Odnosi się w taki sposób, że takich przypadków o jakich Ty mówisz (okoliczności przestępstwa nie budzące żadnych wątpliwości, wyjątkowo zdegenerowana jednostka, czyn budzący szczególne potępienie wśród społeczeństwa, najlepiej recydywista) nie będzie nawet kilka rocznie.
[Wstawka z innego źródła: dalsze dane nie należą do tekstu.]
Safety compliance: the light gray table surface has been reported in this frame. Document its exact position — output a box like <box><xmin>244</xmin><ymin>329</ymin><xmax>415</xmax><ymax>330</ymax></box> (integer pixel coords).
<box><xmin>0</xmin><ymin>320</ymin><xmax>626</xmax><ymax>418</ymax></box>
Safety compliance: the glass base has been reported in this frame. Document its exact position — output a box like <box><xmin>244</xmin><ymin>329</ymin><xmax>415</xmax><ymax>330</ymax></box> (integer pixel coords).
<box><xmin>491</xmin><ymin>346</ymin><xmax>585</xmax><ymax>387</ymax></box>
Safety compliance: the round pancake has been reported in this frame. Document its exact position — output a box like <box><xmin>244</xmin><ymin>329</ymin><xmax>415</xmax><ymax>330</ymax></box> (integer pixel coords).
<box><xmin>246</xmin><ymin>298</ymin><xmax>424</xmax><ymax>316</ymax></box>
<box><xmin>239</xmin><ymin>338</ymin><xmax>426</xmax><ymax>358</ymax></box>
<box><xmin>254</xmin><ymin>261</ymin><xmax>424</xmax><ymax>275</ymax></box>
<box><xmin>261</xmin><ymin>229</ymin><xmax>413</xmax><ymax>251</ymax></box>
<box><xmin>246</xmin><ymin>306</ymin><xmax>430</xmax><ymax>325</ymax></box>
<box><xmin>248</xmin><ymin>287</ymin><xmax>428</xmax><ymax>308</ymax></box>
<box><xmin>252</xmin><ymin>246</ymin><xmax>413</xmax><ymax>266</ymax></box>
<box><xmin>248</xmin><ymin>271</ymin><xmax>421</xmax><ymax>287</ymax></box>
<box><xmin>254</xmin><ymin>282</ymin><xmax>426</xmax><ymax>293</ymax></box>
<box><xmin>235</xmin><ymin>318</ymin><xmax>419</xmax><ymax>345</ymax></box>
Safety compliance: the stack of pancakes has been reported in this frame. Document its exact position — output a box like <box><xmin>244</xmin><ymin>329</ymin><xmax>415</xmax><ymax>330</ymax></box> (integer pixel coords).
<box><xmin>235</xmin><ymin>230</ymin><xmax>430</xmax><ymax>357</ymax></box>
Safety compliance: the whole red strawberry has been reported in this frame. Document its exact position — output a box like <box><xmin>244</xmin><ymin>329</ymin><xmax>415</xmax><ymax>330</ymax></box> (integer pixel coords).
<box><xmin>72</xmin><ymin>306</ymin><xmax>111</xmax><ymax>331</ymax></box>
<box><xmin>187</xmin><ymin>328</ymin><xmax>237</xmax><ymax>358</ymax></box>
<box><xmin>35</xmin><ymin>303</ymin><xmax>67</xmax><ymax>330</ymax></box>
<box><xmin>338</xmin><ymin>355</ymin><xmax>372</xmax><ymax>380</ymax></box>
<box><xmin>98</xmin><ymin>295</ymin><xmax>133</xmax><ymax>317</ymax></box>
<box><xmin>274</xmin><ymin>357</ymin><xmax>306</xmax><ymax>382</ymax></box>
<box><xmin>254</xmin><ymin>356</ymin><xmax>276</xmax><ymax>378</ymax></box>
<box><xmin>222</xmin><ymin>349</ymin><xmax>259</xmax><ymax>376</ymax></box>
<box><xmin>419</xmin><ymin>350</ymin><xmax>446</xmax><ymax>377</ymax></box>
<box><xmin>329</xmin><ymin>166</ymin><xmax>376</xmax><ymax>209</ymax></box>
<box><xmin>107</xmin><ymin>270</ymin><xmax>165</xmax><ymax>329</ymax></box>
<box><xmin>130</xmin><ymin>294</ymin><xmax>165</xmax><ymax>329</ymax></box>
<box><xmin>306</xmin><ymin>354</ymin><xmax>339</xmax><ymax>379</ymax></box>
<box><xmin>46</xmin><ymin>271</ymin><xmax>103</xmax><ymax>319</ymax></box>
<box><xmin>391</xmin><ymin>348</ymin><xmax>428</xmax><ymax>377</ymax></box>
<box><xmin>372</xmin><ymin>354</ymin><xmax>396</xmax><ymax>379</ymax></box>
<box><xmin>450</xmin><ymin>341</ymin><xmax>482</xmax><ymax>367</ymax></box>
Może będą się pojawiać raz na kilka lat - jaki jest sens utrzymywania takiej instytucji, która
a) Będzie wymagała rewokowania niektórych umów międzynarodowych/pogwałcenia traktatów o ochronie praw człowieka, wystąpienia z organizacji międzynarodowych (Rada Europy);
b) Wygeneruje duże koszty (trzeba przebudować naprawdę duży obszar prawa konstytucyjnego i karnego, żeby móc umieścić karę śmierci w naszym systemie prawnym, dostosować system prawa karnego wykonawczego, stworzyć odpowiednie procedury...);
c) Jest we współczesnym społeczeństwie bardzo kontrowersyjna (czyli mamy kolejne setki godzin debat o jej zasadności, czytań sejmowych, projektów, sprzeciwów i inicjatyw obywatelskich - w momencie, kiedy mamy nieco bardziej palące problemy);
A wszystko to, żeby raz na parę lat, w majestacie prawa otruć jakiegoś zwyrola? Poza tym to nie ja wygrzebuję jednostkowe sprawy, bo ktoś tam się powoływał wyżej na przypadek, gdy facet wyszedł po odsiadce i zabił, by wrócić ponownie do więźnia, bo mu tam dobrze. To jest jednostkowy przypadek (w Polsce słyszałem o takiej sytuacji tylko raz), a niesłusznie skazanych na karę śmierci i potem uniewinnionych w samych Stanach było od lat 70 niemal dwie setki - a o ilu się już nie dowiemy, bo nie zdążyli?
Poza tym, ten facet wklejony wyżej nie został skazany tylko na podstawie zeznań, to był tylko główny dowód.